Göttingen. Bei der der „Heavy Lift-Challenge“ im englischen York holte das Team „Spirit of St.ade“ bestehend aus sieben Studenten des Campus Stade der Privaten Hochschule Göttingen den dritten Platz.

Sie alle studieren im CFK-Valley den praxisintegrierten Studiengang Verbundwerkstoffe/Composites mit Abschluss „Bachelor of Engineering“ an der PFH Göttingen – und knüpfen dabei bereits hervorragende Kontakte mit der Flugzeugindustrie, weil sie in einer Schlüsseltechnologie ausgebildet werden.

Das Team hatte in nur sechs Monaten und 2300 Arbeitsstunden einen Leichtbauflieger gebaut. Dabei nutzten sie Erfahrungen mit innovativen Verbundwerkstoffstrukturen.

In dem Wettbewerb mussten die Flugzeuge zwei Wertungsflüge absolvieren, bei denen zunächst ohne Gewicht und später mit bis zu vier Kilogramm Zuladung geflogen werden musste.

Die Spannweite der Flugzeuge ist auf maximal zwei Meter begrenzt, die Verbrennungsmotoren sind auf 6,5 Kubikzentimeter reglementiert. Für die Bewertung war die getragene Nutzlast im Verhältnis zum Eigengewicht, der „Payload-Faktor“ des Flugzeuges, ein ausschlaggebendes Kriterium. Das Göttinger/Stader Flugzeug war mit 1270 Gramm das zweitleichteste im Wettbewerb. Es kann das 3,15-fache seines Eigengewichtes als Zuladung tragen. Zum Vergleich: Passagierflugzeuge tragen etwa das 1,4-fache an Zuladung.

Vorteil des PFH-Projektes ist, dass alle wesentlichen Aufgaben der Flugzeugentwicklung in der Praxis abgebildet werden müssen: In einer Vorstudie wird das Grundkonzept festgelegt, aus dem sich das Design mit der Konstruktion der Bauunterlagen ableitet. Dann bauen die Studenten auf dieser Basis das Modell und absolvieren ein Testflugprogramm. Und das alles innerhalb von nur sechs Monaten.

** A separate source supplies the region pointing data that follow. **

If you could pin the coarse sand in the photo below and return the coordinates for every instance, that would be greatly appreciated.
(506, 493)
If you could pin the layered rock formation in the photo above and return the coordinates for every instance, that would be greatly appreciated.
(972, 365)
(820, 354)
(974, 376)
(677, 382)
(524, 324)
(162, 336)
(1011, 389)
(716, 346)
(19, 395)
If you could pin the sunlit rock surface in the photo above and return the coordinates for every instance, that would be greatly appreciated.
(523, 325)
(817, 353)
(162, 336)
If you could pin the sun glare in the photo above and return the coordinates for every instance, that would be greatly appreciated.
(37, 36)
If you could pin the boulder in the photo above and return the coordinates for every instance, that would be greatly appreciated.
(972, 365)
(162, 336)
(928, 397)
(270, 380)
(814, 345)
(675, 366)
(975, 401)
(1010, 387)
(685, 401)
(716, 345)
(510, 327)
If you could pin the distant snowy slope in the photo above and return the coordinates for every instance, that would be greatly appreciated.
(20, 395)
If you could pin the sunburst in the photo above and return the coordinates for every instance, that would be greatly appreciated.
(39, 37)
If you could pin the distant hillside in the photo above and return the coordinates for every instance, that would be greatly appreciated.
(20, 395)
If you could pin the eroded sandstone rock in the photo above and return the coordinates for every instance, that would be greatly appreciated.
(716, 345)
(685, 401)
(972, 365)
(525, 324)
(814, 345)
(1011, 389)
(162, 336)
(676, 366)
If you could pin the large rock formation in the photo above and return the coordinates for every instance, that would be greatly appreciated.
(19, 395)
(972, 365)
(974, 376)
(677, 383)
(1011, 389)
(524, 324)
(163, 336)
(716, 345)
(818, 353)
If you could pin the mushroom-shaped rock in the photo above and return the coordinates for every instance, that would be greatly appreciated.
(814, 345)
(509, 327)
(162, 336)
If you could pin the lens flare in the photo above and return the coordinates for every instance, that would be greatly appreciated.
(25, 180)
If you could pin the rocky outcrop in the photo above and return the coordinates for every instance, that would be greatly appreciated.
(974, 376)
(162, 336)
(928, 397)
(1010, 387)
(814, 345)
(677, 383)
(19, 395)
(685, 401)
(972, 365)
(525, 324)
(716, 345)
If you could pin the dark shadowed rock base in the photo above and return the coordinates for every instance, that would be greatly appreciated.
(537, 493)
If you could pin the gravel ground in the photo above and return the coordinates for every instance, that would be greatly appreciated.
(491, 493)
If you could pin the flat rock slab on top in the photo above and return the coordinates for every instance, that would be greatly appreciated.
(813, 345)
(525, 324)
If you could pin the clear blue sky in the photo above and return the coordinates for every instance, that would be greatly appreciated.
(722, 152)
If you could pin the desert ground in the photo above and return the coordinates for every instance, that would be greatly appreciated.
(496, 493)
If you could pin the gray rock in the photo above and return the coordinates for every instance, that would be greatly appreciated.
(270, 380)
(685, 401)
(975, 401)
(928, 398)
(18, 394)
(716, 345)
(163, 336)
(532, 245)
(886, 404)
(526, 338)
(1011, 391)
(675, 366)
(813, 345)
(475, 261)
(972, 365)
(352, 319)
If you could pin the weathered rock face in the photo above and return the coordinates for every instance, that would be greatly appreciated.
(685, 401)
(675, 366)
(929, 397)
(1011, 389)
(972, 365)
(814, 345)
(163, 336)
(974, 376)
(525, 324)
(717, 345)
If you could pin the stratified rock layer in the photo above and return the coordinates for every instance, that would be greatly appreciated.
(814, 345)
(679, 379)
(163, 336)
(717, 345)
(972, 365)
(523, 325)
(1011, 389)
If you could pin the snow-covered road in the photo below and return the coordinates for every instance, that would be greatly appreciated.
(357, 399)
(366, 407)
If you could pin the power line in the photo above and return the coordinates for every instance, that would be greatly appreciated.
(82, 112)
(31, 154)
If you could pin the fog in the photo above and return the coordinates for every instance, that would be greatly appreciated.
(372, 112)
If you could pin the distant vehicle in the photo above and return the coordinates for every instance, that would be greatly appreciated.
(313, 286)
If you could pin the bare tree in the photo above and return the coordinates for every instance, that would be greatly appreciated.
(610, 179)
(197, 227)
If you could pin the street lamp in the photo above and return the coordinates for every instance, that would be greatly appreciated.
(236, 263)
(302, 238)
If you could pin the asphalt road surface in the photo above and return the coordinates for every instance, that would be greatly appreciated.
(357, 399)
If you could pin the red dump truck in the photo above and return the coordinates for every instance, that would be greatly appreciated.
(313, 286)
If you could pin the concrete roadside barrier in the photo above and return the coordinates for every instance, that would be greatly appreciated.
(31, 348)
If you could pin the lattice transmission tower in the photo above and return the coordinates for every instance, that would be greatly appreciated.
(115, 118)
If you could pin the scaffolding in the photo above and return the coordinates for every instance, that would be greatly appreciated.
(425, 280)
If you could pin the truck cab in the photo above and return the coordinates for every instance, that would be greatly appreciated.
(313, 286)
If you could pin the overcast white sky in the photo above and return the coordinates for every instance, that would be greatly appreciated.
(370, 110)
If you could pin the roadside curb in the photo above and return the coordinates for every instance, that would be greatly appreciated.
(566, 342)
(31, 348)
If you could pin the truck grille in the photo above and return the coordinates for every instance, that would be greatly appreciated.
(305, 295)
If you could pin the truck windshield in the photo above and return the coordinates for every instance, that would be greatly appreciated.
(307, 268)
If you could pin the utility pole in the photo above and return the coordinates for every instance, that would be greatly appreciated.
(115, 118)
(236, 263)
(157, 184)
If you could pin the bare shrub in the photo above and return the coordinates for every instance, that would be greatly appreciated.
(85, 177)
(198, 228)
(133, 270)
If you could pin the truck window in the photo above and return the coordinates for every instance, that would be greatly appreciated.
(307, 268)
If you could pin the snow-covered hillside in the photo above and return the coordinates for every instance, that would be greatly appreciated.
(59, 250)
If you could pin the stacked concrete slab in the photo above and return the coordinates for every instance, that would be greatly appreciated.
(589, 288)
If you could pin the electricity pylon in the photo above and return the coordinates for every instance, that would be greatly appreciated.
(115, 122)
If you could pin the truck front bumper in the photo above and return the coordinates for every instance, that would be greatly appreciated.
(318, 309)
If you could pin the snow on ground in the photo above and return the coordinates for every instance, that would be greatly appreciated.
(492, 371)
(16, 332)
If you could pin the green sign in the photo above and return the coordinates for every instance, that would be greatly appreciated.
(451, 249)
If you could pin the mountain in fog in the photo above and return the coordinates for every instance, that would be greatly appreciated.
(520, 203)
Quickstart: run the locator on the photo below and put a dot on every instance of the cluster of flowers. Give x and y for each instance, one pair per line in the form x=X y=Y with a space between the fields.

Klar, dass die Institutsgebäude und Labors der Hochschule den Studenten die Freiheiten für den Fliegerbau ermöglichen. Von hier aus können auch Kontakte zu Firmen geknüpft werden. Die Studenten können so auch auf die Hilfe der Industrie wie das Airbus-Werk in Finkenwerder zurückgreifen.

Den europaweit einzigartigen ingenieurwissenschaftlichen Studiengang „Verbundwerkstoffe/Composites“ mit Abschluss Bachelor of Engineering bietet die PFH-Göttingen an ihrem Campus Stade an. Airbus entsendet jährlich Auszubildende seiner CFK-verarbeitenden Standorte als Studenten in den Studiengang. Er vermittelt Werkstoff- und Konstruktionskenntnisse für Faserverbundwerkstoffe.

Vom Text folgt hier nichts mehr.